リバティーの福原良佐社長は「運営が東京の企業から地元企業に代わることで、単なる商業施設ではなく地元の文化に触れられる『遊び場』に変えていく」と言う。改装のテーマは「昭和の日本」で、地域住民や訪日外国人客に的を絞り集客していく方針だ。

リバティーは、3000以上の小規模宿泊施設向けに集客や財務の支援システムを展開するIT企業。20年5月期の売上高は約12億円と小規模ながら、17年に伊豆の有名温泉旅館「大滝(おおだる)温泉天城荘」(静岡県河津町)を買収するなど、観光施設の運営ノウハウを培ってきた。

同社のシステムを使う小規模旅館のオフシーズンの売り上げ維持につなげてもらうため、新施設では旅館の料理人が月替わりで料理を提供できるレストランも設ける。

同施設は06年、不動産業のゼクスが久能山東照宮(静岡市)に近接する徳川家康ミュージアムや温浴施設、演芸場などを総事業費55億円をかけて整備し「すんぷ夢ひろば」として開業した。46年前の豪雨災害の際に公費を使って造成した広大な土地を生かし、市内に観光施設をつくろうと地元の著名人らが構想がもとになっている。

10年に、運営主体が大江戸温泉物語ホテルズ&リゾーツに変わって以降は温浴施設のみを運営していた。利用者のレジオネラ症の集団感染が発覚する直前の1年間(18年8月~19年7月)には24万5000人の来客があったという。
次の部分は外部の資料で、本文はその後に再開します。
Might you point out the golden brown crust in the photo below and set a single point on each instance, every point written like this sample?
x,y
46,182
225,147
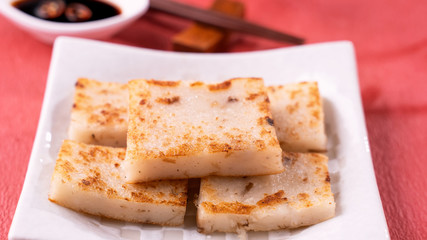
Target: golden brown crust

リバティーは、新型コロナウイルスの感染拡大で顧客の3密回避や衛生管理への意識も高まるなか、低単価を客数の拡大でカバーするモデルに限界があると判断。総合型のリゾート施設として刷新することで単価を引き上げる戦略だ。24年には施設全体の売上高で大江戸温泉時代の2倍となる年10億円をめざす。